When it was all finished he stood away from the bed, with his back to the snow, and looked at her as she lay in the new bright coffin. As he stood there the emotions he had kept back during the night gradually flooded over him. The light of the snow was very white on her face and he stood looking at her with his ugly stained hands loose at his sides and his ugly tired face sunk on his shoulders.

With tears in his eyes he stood like that for a long time, taking in the beauty of the snow-light that was growing stronger every moment, and the beauty of the dead.

The Bridge
I

The summer my father died my sister and I decided to start a guest house together. Of course we were fools, but I think we both thought it time to make something of the too-large red-brick family house where for so long there had been no family. Mother had been dead six years: and now, for the first time, we were feeling our independence.

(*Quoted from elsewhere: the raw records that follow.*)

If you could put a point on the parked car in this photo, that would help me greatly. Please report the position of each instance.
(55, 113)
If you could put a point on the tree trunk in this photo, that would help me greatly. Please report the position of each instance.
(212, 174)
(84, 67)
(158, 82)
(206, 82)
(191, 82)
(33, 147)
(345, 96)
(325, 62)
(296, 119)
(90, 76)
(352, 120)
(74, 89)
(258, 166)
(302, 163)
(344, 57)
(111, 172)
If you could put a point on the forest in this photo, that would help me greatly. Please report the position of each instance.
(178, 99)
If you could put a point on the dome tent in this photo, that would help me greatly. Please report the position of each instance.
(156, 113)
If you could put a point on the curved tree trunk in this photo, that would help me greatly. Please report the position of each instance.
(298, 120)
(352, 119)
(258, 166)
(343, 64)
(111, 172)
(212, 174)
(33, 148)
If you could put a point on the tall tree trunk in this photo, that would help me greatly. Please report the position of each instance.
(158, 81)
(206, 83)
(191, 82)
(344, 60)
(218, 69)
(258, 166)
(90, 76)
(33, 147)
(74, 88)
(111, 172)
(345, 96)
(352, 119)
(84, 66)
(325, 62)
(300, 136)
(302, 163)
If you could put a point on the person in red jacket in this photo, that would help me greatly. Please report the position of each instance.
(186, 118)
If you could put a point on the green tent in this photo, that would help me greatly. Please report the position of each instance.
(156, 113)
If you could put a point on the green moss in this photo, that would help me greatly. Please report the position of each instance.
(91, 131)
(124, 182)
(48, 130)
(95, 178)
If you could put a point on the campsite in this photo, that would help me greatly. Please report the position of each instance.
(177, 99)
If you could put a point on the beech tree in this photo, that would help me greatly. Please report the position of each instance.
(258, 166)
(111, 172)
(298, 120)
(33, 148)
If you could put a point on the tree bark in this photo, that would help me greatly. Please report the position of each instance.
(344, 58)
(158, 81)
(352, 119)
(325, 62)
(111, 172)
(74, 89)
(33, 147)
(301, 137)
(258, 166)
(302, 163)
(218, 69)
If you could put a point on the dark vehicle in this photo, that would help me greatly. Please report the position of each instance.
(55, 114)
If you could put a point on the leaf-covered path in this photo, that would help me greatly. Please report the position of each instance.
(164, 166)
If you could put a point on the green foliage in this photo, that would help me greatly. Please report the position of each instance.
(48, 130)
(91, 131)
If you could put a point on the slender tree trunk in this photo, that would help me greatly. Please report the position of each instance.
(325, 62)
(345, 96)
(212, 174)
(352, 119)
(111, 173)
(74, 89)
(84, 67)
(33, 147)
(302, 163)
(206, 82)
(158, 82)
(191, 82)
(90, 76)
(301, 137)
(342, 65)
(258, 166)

All through that summer the weather was lovely. My father had died in March, and we spent the whole of May, June and July re-planning and redecorating the house, putting in new baths, central heating, even a second staircase. We hoped to be ready by August, and all through these weeks of clear dry weather we had every window open and there was that fine exhilarating smell of new paint and new wood in every corner of the house. My father had been a country solicitor of a solid and careful type who felt tradition to be of supreme importance in life. For that reason the disappointment of having two daughters had shaken him greatly, and although he had borne with my sister, who is older than I by seven years, he had
never really been able to bear with me. I have always done my best to understand this and not bear him any ill-will because of it. He wanted sons to follow him in a profession where sons had followed for five generations, and to have had tradition broken by a girl who grew up to be a little irresponsible, rather self-centred and highly impracticable, was a shock from which he never properly recovered. He took a sort of revenge on me, whether by conscious or unconscious means I could never tell, by showing a certain partiality towards my sister. I was hurt by this partiality, but I have since tried to understand it too. What I can't understand is why my father did not make the most revolutionary possible break with tradition and take my sister into the solicitor's profession with him. Dora would have made an admirable solicitor. She is utterly practical, resourceful, conscientious and in a way very ingenious. Her straight brown hair is and always has been parted directly in the middle: so straight and accurate and unchanging that it gives the feeling of being the result of a positive and ingenious mathematical calculation. In the same way her clear, rather white-skinned face has something of the same surely defined, uninspired beauty as a careful copperplate hand in a ledger.